In early trade on Tuesday, the euro has advanced against the US dollar to trade at $1.2066, while it has gained against the British pound to trade at GBP0.8632.

LOCKDOWN LEVEL 1 Ver3 [ DAY 17]  

TOTAL DAYS 386 – 7 HOURS 35 MINUTES 

Vaccine rollout day 73 / J & J VACCINE DAY 61 [SUSPENDED DAY 3]

By the close of trade on Thursday 15th April 2021, the South African rand strengthened against the US dollar. In South Africa the Health Minister launched the Electronic Vaccination Programme which can be found at https://vaccine.enroll.health.gov.za/#/

  • The U.S. dollar struggled to rally on Thursday despite very strong U.S. economic reports. According to the latest releases, the U.S. economy roared back to life in March and early April. Retail sales, the most anticipated piece of U.S. data this week blew expectations as stimulus checks and vaccinations fueled robust demand. Consumer spending jumped 9.8 percent in the month of March, easily outpacing the market’s 5.9 percent forecast. This was the strongest increase since May of last year. Gas and auto sales contributed to the rise but spending ex autos still rose 8.4 percent.
  • Initial claims for state unemployment benefits decreased to the lowest level since mid-March 2020 for the week ended 10 April.
  • In response to the rocket fired from Gaza at Israel earlier tonight, IDF fighter jets and attack helicopters just struck a Hamas weapons manufacturing site, a weapon smuggling tunnel and a military post.
  • China’s economy grew at a record pace in the first quarter, official data showed on Friday, expanding 18.3% from a year earlier as the recovery from the coronavirus slump accelerated. The growth in gross domestic product (GDP) was slower than the 19% forecast by economists in a Reuters poll, and followed 6.5% growth in the fourth quarter last year. It was the strongest growth since at least 1992 when official quarterly records started. China’s economy has largely recovered from last year’s COVID-19 induced paralysis, fuelled by global vaccination progress, resilient exports and government stimulus.
  • Today, the U.S. Department of the Treasury’s Office of Foreign Assets Control (OFAC) took sweeping action against 16 entities and 16 individuals who attempted to influence the 2020 U.S. presidential election at the direction of the leadership of the Russian Government.
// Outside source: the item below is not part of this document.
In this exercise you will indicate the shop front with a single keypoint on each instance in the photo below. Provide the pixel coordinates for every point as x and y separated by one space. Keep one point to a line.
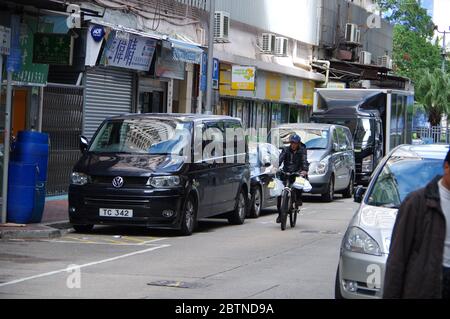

This announcement follows the Intelligence Community’s (IC) “Assessment of Foreign Threats to the 2020 U.S. Federal Elections.” The IC assessment addresses the intentions and efforts of key foreign actors, including Russia, to influence or interfere with the U.S. elections and undermine public confidence in the election process.
  • The yield on benchmark government bonds fell yesterday. The yield on 2026 bond fell to 7.25%. Further, the yield on 2023 bond declined to 4.97% while that for the longer-dated 2030 issue fell to 9.09%.

In early trade on Friday, the US dollar is trading higher against the South African rand at R14.2072, while the euro is trading higher at R16.9866.  The British pound has gained against the South African rand to trade at R19.5572.

By the close of trade on Thursday, the euro declined against most of the major currencies.

  • German consumer price index (CPI) rose in line with market expectations on a monthly basis in March.
  • This week, the ECB published an overview of the consultation responses it received on its digital euro survey. The results show a variety of demands a digital euro would need to fulfil, including privacy, security, low costs and ease of use

In early trade on Friday 16th April 2021, the euro has slipped against the US dollar to trade at $1.1957, while it has gained against the British pound to trade at GBP0.8722.